So far you received multiple advices most of which state that linear search makes no sense on sorted data, when binary search will work much more efficiently instead. This often happens to be one of those popular "sounds right" assertions made by people who don't care to give the problem too much thought. In reality, if you consider the bigger picture, given the right circumstances, linear search can be much more efficient than binary search.
Note, that if we consider a single search query for a sorted array, binary search is significantly more efficient method than linear search. There's no argument about that. Also, when you perform multiple completely random queries to the same data binary search still wins over linear search.
However, the picture begins to change if the queries are not exactly random. Imagine that queries arrive in sorted order, i.e. each next query is for a higher value than the previous query. I.e. the queries are also sorted. BTW, they don't have to be globally and strictly sorted, from time to time the query sequence might get "reset", i.e. a low value is queried, but on average the consequent queries should arrive in increasing order. In other words, the queries arrive in series, each series sorted in ascending order. In this case, if the average length of the series is comparable to the length of your array, linear search will outperform binary search by a huge margin. However, to take advantage of this situation, you have to implement your search in incremental manner. It is simple: if the next query is greater than the previous one, you don't need to start the search from the beginning of the array. Instead, you can search from the point where the previous search stopped. The most simplistic implementation (just to illustrate the idea) might look as follows
static int linear(const int *arr, int n, int key)
{
static int previous_key = INT_MIN;
static int previous_i = 0;
i = key >= previous_key ? previous_i : 0;
while (i < n) {
if (arr[i] >= key)
break;
++i;
}
previous_key = key;
previous_i = i;
return i;
}
(Disclaimer: the above implementation is terribly ugly for the obvious reason that the array is arriving from outside as a parameter, while the previous search state is stored internally. Of course, this is wrong way to do it in practice. But again, the above is intended to illustrate the idea and no more).
Note, that the complexity of processing each series of ordered queries using the above approach is always O(N)
, regardless of the length of the series. Using the binary search, the complexity would be O(M * log N)
. So, for obvious reasons when M
is close to N
, i.e. queries arrive in sufficiently long ordered series, the above linear search will significantly outperform binary search, while for small M
the binary search will win.
Also, even if the ordered series of queries are not very long, the above modification might still give you a noticeable improvement in search performance, considering that you have to use linear search.

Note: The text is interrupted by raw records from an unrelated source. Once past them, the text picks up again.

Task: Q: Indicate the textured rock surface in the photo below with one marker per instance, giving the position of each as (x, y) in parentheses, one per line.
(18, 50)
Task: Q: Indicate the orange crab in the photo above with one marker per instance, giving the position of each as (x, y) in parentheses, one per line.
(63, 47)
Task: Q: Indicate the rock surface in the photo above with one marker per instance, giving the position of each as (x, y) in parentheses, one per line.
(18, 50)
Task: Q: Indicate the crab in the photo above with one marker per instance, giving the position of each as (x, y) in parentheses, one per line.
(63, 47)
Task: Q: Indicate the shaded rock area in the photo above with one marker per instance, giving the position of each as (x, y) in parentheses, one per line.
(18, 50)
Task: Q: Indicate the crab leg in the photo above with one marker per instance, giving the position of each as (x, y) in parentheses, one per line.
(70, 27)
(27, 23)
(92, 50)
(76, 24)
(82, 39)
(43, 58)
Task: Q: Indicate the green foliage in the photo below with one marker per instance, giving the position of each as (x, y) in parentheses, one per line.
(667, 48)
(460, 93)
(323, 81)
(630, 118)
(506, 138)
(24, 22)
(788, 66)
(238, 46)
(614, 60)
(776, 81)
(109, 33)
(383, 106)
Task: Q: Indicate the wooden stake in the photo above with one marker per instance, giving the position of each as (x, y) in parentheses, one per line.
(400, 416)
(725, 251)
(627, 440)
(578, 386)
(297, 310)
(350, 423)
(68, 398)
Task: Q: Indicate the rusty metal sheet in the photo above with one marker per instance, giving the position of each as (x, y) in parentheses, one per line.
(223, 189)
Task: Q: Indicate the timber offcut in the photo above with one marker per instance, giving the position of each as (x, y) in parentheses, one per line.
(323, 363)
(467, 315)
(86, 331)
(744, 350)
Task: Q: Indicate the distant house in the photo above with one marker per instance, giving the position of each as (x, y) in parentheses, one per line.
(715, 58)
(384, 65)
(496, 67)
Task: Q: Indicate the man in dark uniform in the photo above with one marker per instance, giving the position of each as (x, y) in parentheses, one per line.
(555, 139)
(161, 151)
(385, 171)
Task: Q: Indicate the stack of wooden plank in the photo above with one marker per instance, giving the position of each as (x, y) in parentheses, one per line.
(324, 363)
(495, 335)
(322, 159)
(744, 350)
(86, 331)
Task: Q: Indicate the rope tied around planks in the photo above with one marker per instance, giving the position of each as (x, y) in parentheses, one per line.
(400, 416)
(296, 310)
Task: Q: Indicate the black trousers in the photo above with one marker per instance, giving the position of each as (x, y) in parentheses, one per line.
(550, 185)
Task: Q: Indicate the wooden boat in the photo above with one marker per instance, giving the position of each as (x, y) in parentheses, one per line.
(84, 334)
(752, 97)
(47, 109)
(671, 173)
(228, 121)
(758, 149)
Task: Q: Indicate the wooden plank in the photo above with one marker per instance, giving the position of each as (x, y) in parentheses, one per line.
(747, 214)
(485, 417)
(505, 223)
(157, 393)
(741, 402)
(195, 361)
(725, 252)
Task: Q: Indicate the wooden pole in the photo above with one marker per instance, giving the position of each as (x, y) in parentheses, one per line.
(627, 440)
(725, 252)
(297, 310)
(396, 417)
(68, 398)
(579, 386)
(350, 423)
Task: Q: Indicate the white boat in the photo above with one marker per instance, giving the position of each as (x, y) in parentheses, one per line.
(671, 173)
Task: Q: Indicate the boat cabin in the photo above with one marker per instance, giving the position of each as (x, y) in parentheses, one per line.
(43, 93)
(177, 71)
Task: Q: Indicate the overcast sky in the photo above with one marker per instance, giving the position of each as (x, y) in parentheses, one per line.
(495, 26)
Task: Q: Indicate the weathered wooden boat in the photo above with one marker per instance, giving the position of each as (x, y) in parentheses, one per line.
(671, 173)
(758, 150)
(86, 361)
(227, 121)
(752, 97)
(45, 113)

P.S. As an additional piece of information about the structure of the problem:
When you need to perform the search in an ordered array of length N
and you know in advance that the queries will arrive in ordered series of [approximate, average] length M
, the optimal algorithm will look as follows
- Calculate the stride value
S = [N/M]
. It might also make sense to "snap" the value of S
to the [nearest] power of 2. Think of your sorted array as a sequence of blocks of length S
- S-blocks.
- After receiving a query, perform incremental linear search for the S-block that potentially contains the queried value, i.e. it is an ordinary linear search with stride
S
(of course, remember to start from the block where the previous search left off).
- After finding the S-block, perform the binary search within the S-block for the queried value.
The above is the most optimal incremental search algorithm possible, in a sense that it achieves the theoretical limit on the asymptotic efficiency of repetitive search. Note, that if the value of M
is much smaller then N
, the algorithm "automatically" shifts itself towards binary search, while when M
gets close to N
the algorithm "automatically" favors linear search. The latter makes sense because in such environment linear search is significantly more efficient than binary search.
This all is just to illustrate the fact that blanket statements like "linear search on a sorted array is always useless" indicate nothing else than lack of knowledge on the part of those who make such statements.